Transformers.TextEncoders.T5TextEncoder — Type

T5TextEncoder

The text encoder for T5 model (SentencePiece tokenization).

source

Transformers.TextEncoders.TransformerTextEncoder — Type

struct TransformerTextEncoder{
    T<:AbstractTokenizer, V<:AbstractVocabulary{String}, P
} <: AbstractTransformerTextEncoder
    tokenizer::T
    vocab::V
    process::P
    startsym::String
    endsym::String
    padsym::String
    trunc::Union{Nothing, Int}
end

The text encoder for general transformers. Taking a tokenizer, vocabulary, and a processing function, configured with a start symbol, an end symbol, a padding symbol, and a maximum length.
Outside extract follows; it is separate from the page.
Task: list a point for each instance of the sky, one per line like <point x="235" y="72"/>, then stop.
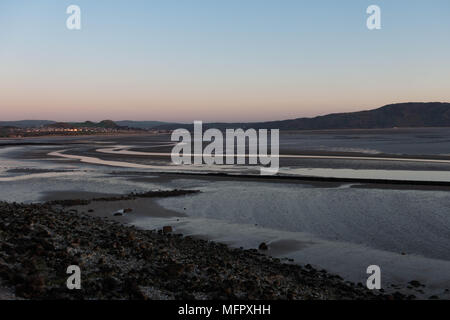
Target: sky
<point x="218" y="60"/>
TransformerTextEncoder(tokenze, vocab, process; trunc = nothing,
                       startsym = "<s>", endsym = "</s>", unksym = "<unk>", padsym = "<pad>")
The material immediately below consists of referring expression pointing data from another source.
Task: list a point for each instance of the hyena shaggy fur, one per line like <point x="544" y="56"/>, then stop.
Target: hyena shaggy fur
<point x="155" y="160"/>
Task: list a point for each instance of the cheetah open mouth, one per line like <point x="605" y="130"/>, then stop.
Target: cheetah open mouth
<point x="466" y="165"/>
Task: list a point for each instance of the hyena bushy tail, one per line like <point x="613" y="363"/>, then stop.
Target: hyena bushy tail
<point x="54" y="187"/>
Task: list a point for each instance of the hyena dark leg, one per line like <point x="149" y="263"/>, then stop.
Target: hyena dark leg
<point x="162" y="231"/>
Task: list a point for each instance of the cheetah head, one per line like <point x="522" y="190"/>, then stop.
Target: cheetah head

tokenize can be any tokenize function from WordTokenizers. vocab is either a list of word or a Vocab. process can be omitted, then a predefined processing pipeline will be used. When vocab is a list, those special symbol (e.g. padsym) would be added to the word list.

TransformerTextEncoder(f, e::TransformerTextEncoder)
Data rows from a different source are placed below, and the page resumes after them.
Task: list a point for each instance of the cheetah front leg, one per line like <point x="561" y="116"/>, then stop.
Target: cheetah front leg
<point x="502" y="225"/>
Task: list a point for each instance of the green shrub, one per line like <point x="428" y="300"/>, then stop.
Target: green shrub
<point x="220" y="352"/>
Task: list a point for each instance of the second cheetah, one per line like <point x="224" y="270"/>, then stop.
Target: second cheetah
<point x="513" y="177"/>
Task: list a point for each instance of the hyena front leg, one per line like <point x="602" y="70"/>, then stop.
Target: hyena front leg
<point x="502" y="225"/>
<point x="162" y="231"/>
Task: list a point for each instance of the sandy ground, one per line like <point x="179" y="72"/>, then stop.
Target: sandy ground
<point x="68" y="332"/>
Take a text encoder and create a new text encoder with same configuration except the processing function. f is a function that take the encoder and return a new process function. This is useful for changing part of the procssing function.

Example

julia> textenc = TransformerTextEncoder(labels; startsym, endsym, unksym,
                                        padsym = unksym, trunc = 100)
TransformerTextEncoder(
├─ TextTokenizer(default),
├─ vocab = Vocab{String, SizedArray}(size = 37678, unk = </unk>, unki = 1),
├─ startsym = <s>,
├─ endsym = </s>,
├─ padsym = </unk>,
├─ trunc = 100,
└─ process = Pipelines:
  ╰─ target[token] := TextEncodeBase.nestedcall(string_getvalue, source)
  ╰─ target[token] := TextEncodeBase.with_head_tail(<s>, </s>)(target.token)
  ╰─ target[attention_mask] := (NeuralAttentionlib.LengthMask ∘ Transformers.TextEncoders.getlengths(10))(target.token)
  ╰─ target[token] := TextEncodeBase.trunc_and_pad(10, <pad>, tail, tail)(target.token)
  ╰─ target[token] := TextEncodeBase.nested2batch(target.token)
  ╰─ target := (target.token, target.attention_mask)
)

julia> TransformerTextEncoder(ans) do enc
           enc.process[1] |> TextEncoders.Pipelines(enc.process[4:5]) |> TextEncoders.PipeGet{(:token,)}()
       end
TransformerTextEncoder(
├─ TextTokenizer(default),
├─ vocab = Vocab{String, SizedArray}(size = 37678, unk = </unk>, unki = 1),
├─ startsym = <s>,
├─ endsym = </s>,
├─ padsym = </unk>,
├─ trunc = 100,
└─ process = Pipelines:
  ╰─ target[token] := TextEncodeBase.nestedcall(string_getvalue, source)
  ╰─ target[token] := TextEncodeBase.trunc_and_pad(10, <pad>, tail, tail)(target.token)
  ╰─ target[token] := TextEncodeBase.nested2batch(target.token)
  ╰─ target := (target.token)
)

source

TextEncodeBase.decode — Method

decode(e::AbstractTransformerTextEncoder, x::Union{
    Integer,
    OneHotArray,
    AbstractArray{<:Integer}
})

Decode the one-hot encoding or indices into String (or Array{String}) from the bound vocabulary.

decode(e::AbstractTransformerTextEncoder, x::AbstractArray)

Perform argmax(x; dims = 1) and then decode. x should be collected beforehand if it's on GPU.

source

TextEncodeBase.decode — Method

decode(bertenc::BertTextEncoder, x)

Convert indices back to string with bert vocabulary.